The findings were contrary to conventional wisdom, the authors said, adding the relative prices paid also varied based on the Medicare Advantage market environment, suggesting the government should take that into account in future rate adjustments.
"Medicare Advantage hospital prices were lower where both the program’s penetration and FFS Medicare spending were higher. This suggests that the government’s ongoing efforts to adjust payments to Medicare Advantage plans, based on the ACA, should consider the Medicare Advantage market environment more broadly, instead of just the level of FFS Medicare spending," they stated.

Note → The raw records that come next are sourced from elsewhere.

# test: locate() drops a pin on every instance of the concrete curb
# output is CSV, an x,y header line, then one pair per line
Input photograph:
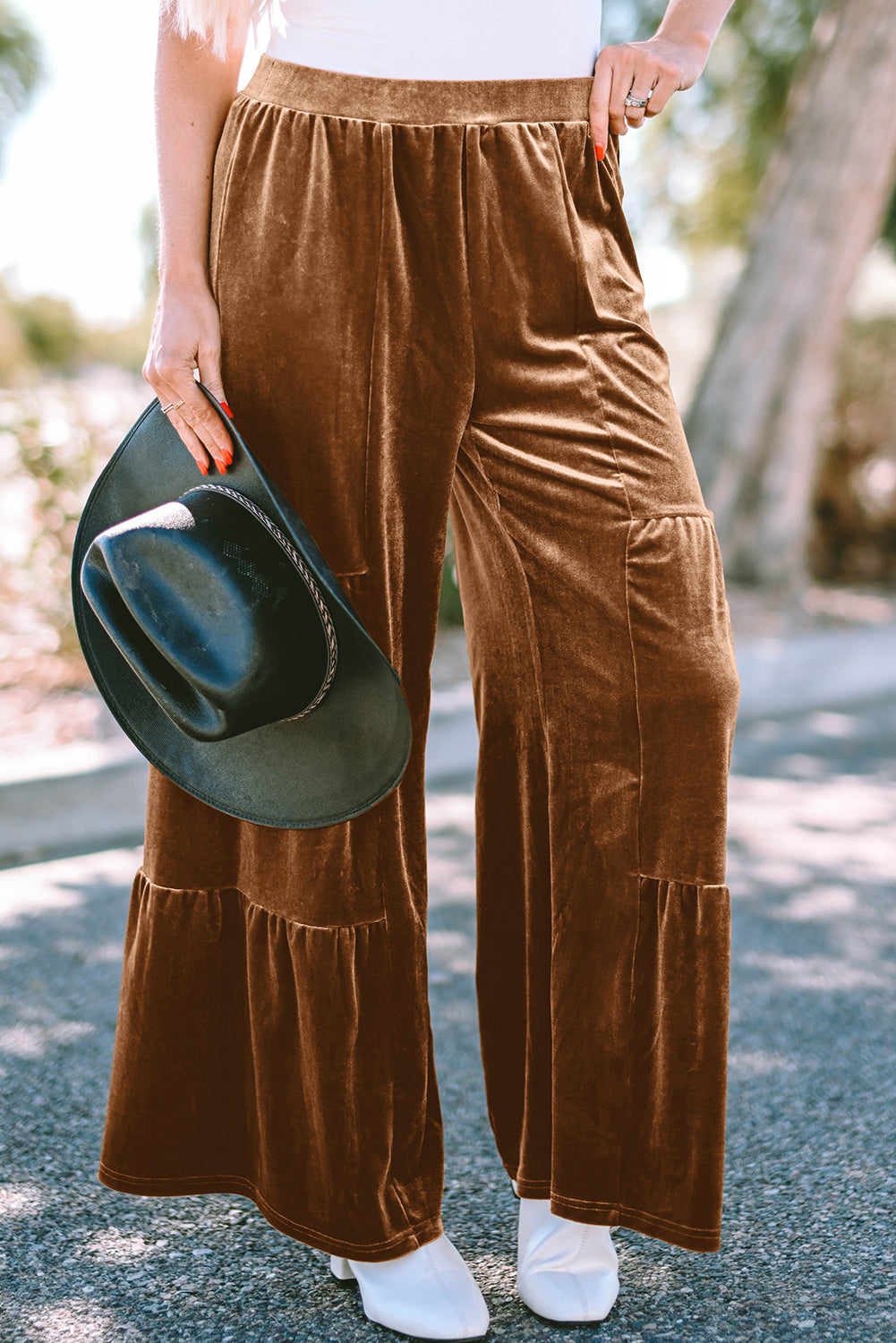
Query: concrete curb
x,y
91,797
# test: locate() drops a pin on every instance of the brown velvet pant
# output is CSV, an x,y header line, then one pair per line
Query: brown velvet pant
x,y
430,304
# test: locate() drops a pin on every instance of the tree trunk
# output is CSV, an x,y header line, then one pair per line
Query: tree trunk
x,y
754,423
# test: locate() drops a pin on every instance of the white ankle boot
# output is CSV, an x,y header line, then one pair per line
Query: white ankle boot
x,y
429,1294
566,1270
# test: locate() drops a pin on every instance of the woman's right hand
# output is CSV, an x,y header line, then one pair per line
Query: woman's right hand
x,y
185,335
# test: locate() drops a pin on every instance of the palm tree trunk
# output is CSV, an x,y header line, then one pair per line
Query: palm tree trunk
x,y
756,416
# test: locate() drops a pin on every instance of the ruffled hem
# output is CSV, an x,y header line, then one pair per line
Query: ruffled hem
x,y
660,1166
254,1056
613,1214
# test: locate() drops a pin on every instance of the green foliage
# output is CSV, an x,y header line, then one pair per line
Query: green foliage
x,y
450,609
855,504
21,67
707,152
53,333
51,449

The authors also echoed previous studies in finding that commercial plans pay significantly more than either Medicare Advantage or FFS Medicare and that the trend is continuing upward, and this applies for nearly all types of admissions in nearly all geographic areas. As a result, the market power of those plans to impact Medicare Advantage prices poses an important matter for future research, they said.
The relative prices also matter, the researchers argued, because they tie in to the debates around the performance and value of Medicare Advantage compared to FFS Medicare.
With "virtually no systematic analysis" on the matter, it is impossible to untangle whether the lower prices of Medicare Advantage are a result of lower quantities of treatments, lower prices, or both, the authors argued.